Monitoreo del río: confirman que el agua no es apta para consumo directo

Monitoreo del río: confirman que el agua no es apta para consumo directo

   El resultado del segundo análisis de las muestras de agua recolectadas en seis puntos del Río Grande de Punilla, entre las localidades de Casa Grande y Villa Giardino, arrojó un fuerte incremento en la concentración de bacterias coliformes entre septiembre y diciembre de 2019 y se buscará ahora ampliar los estudios. Si bien los niveles registrados continúan siendo aceptables para su uso recreativo, quedó demostrado que las personas deben evitar su consumo directo.
   La mayor concentración de bacterias coliformes se registró en las localidades de Villa Giardino, Valle Hermoso y Casa Grande. En el primer caso, "el número más probable" (NMP) de cepas cada 100 mililitros aumentó de 13 a 34 en el cultivo, mientras que en las otras dos ciudades el incremento fue de 2 a 34. En el caso de Huerta Grande se registró un salto de 6,7 a 17 y en La Falda subió de 2,5 a 17.
   Los integrantes de la comisión del río del corredor centro del valle se reunieron este martes y coincidieron en que es necesario "a modo de prevención y sin causar alarma" informar a los lugareños y turistas sobre los riesgos de consumir el agua de río sin un proceso de potabilización previo. Esta es la primera conclusión científica que rescataron de la campaña de monitoreo en sectores de uso recreativo iniciada el 27 de agosto pasado.
   "El crecimiento fue significativo. La primera conclusión con estos resultados es que el agua del río no se debe consumir de manera cruda, por más cristalina que se vea. La idea es reforzar la comunicación. Por el momento las personas sí se pueden bañar y disfrutar del río pero tienen que evitar el consumo humano", indicó a La Estafeta Online Horacio Bayala, integrante de la Asamblea Ambiental La Falda Despierta.


   La reunión realizada en el galpón de la Biblioteca Popular Babel contó con la participación del bioquímico y concejal de Juntos por La Falda Alberto Mainero, quien calificó el trabajo de las asambleas como "exento de toda pretención económica y con un sentido de preocupación genuino". Coincidió, en este sentido, en la necesidad de realizar una campaña informativa que le permita a lugareños y turistas "disfrutar del río tranquilos".
   "Evidentemente el consumo directo nunca estuvo en consideración. Sí bañarse y utilizarla recreativamente. Es cierto que hay mucho lugareños han tomado siempre ese tipo de agua, casi en crudo, y depende mucho de cada organismo. Pero con estos niveles de bacterias coliformes alguien de afuera que la ingiera puede sufrir una reacción fuerte de gastroenterítis", señaló Mainero a este medio.
   Y agregó: "Creo que se debería repartir folletería informando al turismo sobre esta situación. Esto no genera alarma ni perjudica a nadie, es una prevención mínima para que la gente que nos visita se sienta segura y vea que nos estamos ocupando de este tipo de cuestiones".

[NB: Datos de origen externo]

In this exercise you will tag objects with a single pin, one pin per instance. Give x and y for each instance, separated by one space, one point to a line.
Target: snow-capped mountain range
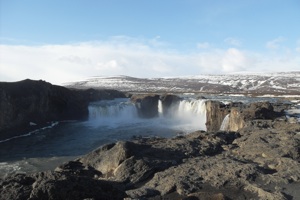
255 83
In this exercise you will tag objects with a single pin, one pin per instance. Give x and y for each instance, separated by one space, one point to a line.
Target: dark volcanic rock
239 114
56 186
215 113
40 102
261 161
147 105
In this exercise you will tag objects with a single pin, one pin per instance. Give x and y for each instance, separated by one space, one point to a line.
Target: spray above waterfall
185 115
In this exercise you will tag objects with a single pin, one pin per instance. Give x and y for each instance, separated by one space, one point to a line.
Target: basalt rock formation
38 102
239 114
254 163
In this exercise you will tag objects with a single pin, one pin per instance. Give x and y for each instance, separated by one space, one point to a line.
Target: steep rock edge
239 114
40 102
258 162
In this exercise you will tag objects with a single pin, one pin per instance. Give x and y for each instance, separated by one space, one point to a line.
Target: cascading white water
225 123
112 112
187 115
190 113
160 109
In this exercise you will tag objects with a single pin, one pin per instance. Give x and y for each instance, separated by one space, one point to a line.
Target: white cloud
275 44
133 57
233 41
203 45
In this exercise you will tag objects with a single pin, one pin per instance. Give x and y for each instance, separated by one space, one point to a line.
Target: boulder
147 105
58 185
215 114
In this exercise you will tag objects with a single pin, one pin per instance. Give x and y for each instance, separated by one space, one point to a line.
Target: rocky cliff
258 162
29 102
238 114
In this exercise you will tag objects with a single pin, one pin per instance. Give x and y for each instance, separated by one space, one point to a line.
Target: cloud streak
134 57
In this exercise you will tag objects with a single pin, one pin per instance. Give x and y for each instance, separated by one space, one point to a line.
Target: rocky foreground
260 160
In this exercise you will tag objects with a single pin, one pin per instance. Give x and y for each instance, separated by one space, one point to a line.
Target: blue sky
62 41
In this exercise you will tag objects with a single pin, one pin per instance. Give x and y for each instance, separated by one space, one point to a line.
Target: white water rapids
186 116
109 121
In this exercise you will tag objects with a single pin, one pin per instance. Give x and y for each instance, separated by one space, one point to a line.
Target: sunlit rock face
30 102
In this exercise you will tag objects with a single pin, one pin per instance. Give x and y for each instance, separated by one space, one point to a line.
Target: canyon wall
27 103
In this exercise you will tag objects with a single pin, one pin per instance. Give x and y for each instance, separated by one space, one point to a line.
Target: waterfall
225 123
189 112
112 112
187 115
160 109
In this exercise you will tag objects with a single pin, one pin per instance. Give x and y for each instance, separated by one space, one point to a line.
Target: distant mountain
272 83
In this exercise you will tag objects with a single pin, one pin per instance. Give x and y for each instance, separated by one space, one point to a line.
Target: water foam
225 123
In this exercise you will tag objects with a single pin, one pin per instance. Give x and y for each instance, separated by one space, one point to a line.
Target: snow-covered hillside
274 83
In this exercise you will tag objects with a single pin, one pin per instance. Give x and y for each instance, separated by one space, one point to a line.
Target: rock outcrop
147 105
261 161
238 114
215 113
31 102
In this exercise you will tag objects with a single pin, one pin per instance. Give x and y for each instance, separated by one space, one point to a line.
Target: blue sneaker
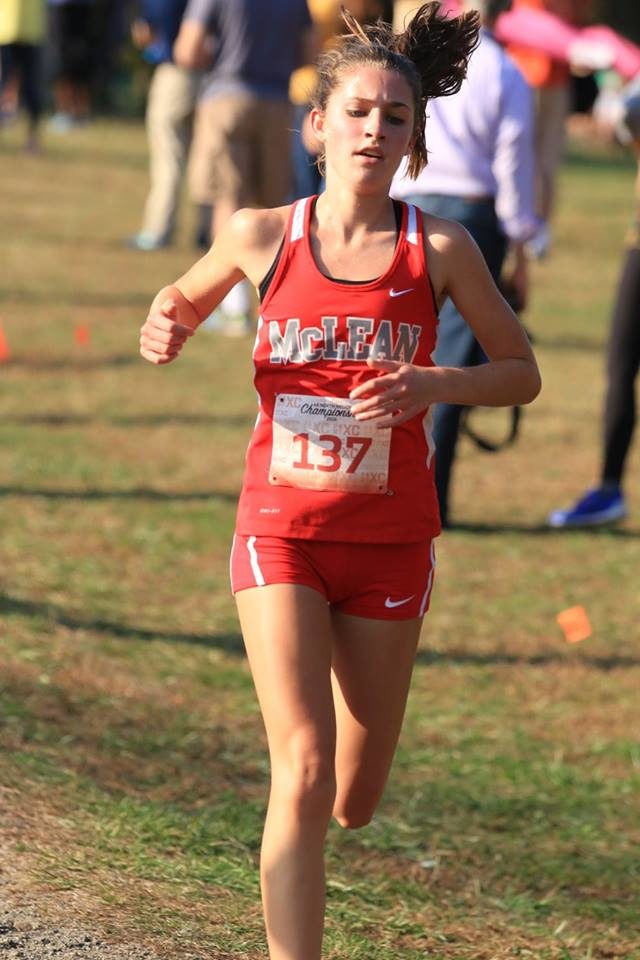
598 506
148 242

   Con respecto al uso recreativo, los integrantes de las asambleas solicitarán a la Municipalidad de La Falda -que costea los análisis realizados en el laboratorio local Simes- que, a partir de la tercera muestra a realizarse en febrero próximo, se incorporen a los análisis la detección de bacterias coliformes fecales y escherichia coli que no fueron realizados en los primeros muestreos.

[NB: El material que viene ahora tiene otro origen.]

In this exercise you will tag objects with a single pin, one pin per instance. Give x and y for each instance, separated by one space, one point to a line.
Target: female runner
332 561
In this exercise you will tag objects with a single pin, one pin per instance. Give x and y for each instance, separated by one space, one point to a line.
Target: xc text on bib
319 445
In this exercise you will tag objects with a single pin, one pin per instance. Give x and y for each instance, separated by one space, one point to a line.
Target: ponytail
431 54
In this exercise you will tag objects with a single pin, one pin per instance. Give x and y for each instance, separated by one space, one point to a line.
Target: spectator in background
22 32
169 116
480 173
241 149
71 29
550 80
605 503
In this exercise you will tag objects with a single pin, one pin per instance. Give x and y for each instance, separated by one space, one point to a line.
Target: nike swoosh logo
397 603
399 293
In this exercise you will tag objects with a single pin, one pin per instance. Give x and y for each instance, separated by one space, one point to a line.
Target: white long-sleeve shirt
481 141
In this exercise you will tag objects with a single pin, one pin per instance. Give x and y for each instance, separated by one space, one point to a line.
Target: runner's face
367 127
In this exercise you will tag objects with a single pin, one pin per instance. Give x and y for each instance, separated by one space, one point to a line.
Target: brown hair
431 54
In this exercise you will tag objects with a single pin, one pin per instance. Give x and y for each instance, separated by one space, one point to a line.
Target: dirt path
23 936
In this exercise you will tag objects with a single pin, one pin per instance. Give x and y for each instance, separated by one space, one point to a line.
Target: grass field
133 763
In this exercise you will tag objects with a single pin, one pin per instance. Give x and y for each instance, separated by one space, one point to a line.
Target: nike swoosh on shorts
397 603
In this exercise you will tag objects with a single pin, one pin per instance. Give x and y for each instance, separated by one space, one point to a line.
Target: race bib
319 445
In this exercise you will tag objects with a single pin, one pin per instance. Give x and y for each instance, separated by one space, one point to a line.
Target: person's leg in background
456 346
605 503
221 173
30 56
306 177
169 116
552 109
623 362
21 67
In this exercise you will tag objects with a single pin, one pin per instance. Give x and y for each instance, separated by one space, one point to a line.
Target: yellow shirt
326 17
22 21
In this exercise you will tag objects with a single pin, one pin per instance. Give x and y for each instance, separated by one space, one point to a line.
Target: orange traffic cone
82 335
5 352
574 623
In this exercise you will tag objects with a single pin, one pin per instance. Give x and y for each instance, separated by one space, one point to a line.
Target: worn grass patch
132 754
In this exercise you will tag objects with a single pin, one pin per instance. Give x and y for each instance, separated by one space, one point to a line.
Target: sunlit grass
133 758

   La incorporación de estos nuevos análisis obedecen a que, en la actualidad, estas bacterias son utilizadas como parámetros por las "Directrices Sanitarias para Uso Seguro de Aguas Recreativas" -resolución 125/16- del Ministerio de Salud de la Nación, donde se indica que "la toma como referencia de las bacterias coliformes perdió robustez científica en la última década". Además no descartaron la posibilidad de sumar un análisis físico-químico por año.